Destination idéale pour les randonneurs (et les autres) qui souhaitent profiter d’un climat influencé par la Méditerranée avant d’attaquer les circuits plus enneigés de l’hiver. Entre Milan et Zürich, sa position privilégiée au débouché des grands cols alpins en fait une destination de choix. « La qualité suisse et la classe italienne », répètent les habitants de la région d’Ascona-Locarno.

Un voyage pittoresque et exotique dans la vallée Maggia

Le téléphérique ultramoderne d’Orselina-Cardada emmène les passagers à 1 340 mètres d’altitude en cinq minutes seulement. Le téléphérique a été construit en 2000 selon les plans du célèbre architecte Mario Botta. Depuis la cabine de verre, la découverte du panorama est déjà en soi toute une expérience pendant l’ascension. Photo L’Alsace /Alice HERRY
Le téléphérique ultramoderne d’Orselina-Cardada emmène les passagers à 1 340 mètres d’altitude en cinq minutes seulement. Le téléphérique a été construit en 2000 selon les plans du célèbre architecte Mario Botta.
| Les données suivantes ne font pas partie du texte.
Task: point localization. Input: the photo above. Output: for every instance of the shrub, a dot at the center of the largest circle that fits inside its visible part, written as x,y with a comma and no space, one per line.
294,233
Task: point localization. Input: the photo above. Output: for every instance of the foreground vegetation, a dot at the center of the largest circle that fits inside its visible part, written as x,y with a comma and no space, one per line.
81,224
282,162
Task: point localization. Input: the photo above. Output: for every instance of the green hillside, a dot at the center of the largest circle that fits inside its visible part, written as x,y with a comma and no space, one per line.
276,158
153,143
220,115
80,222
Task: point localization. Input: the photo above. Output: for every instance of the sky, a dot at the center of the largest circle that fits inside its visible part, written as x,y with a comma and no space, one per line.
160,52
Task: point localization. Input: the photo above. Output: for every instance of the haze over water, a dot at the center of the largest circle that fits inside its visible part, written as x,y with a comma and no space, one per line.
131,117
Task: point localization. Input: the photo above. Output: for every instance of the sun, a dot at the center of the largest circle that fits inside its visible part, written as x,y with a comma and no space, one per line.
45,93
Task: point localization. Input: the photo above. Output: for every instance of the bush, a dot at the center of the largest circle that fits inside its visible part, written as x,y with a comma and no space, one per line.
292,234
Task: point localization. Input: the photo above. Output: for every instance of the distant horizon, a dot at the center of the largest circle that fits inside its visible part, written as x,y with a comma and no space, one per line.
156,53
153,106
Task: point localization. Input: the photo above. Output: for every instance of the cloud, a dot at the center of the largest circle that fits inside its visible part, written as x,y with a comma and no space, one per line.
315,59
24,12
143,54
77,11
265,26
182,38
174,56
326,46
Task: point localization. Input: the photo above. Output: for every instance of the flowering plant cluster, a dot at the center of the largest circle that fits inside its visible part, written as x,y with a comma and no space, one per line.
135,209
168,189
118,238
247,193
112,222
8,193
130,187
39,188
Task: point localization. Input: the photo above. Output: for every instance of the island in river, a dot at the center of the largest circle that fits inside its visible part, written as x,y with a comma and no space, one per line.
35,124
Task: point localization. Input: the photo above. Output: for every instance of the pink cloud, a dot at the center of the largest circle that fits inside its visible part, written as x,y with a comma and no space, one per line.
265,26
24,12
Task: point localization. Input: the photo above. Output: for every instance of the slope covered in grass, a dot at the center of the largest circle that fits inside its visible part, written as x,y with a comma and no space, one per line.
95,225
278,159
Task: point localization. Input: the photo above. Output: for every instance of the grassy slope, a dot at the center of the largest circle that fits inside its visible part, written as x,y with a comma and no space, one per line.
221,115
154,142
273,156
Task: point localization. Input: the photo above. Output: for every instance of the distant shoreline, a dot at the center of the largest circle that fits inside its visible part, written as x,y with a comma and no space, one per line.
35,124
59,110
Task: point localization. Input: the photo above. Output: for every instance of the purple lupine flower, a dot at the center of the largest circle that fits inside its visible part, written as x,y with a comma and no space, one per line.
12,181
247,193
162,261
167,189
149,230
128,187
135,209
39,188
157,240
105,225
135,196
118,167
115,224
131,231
Depuis la cabine de verre, la découverte du panorama est déjà en soi toute une expérience pendant l’ascension. Photo L’Alsace /Alice HERRY

Le canton, frontalier avec l’Italie, est divisé en quatre secteurs géographiques : le lac Majeur (Locarno et Ascona avec le Val Verzasca et la Valle Maggia), Bellinzonese (Bellinzona et les vallées qui s‘enfoncent vers le Gothard et le Nufenen), Lugano, et le Mendrisiotto. Ici, la langue officielle est celle de Dante ! En effet, le Tessin est l’unique canton de Suisse dont tous les habitants parlent italien. Comme ils sont en minorité, les Tessinois s’obligent à parler allemand, français et suisse pour mieux s’intégrer.

Les jardins exotiques et les rives ensoleillées du lac Majeur font le charme et la réputation du coin. La ville de Locarno, qui accueille chaque année la Piazza Grande, un festival du film, bénéficie du climat le plus doux de Suisse. Elle s’étend sur la rive nord du lac.

Des plantes exotiques comme des palmiers et des citronniers y poussent partout. Mais aux alentours de cette Suisse Riviera, un réseau dense d’itinéraires s’étend sur plus de 1 400 km, du fond de la vallée jusqu’à 3 000 mètres d’altitude.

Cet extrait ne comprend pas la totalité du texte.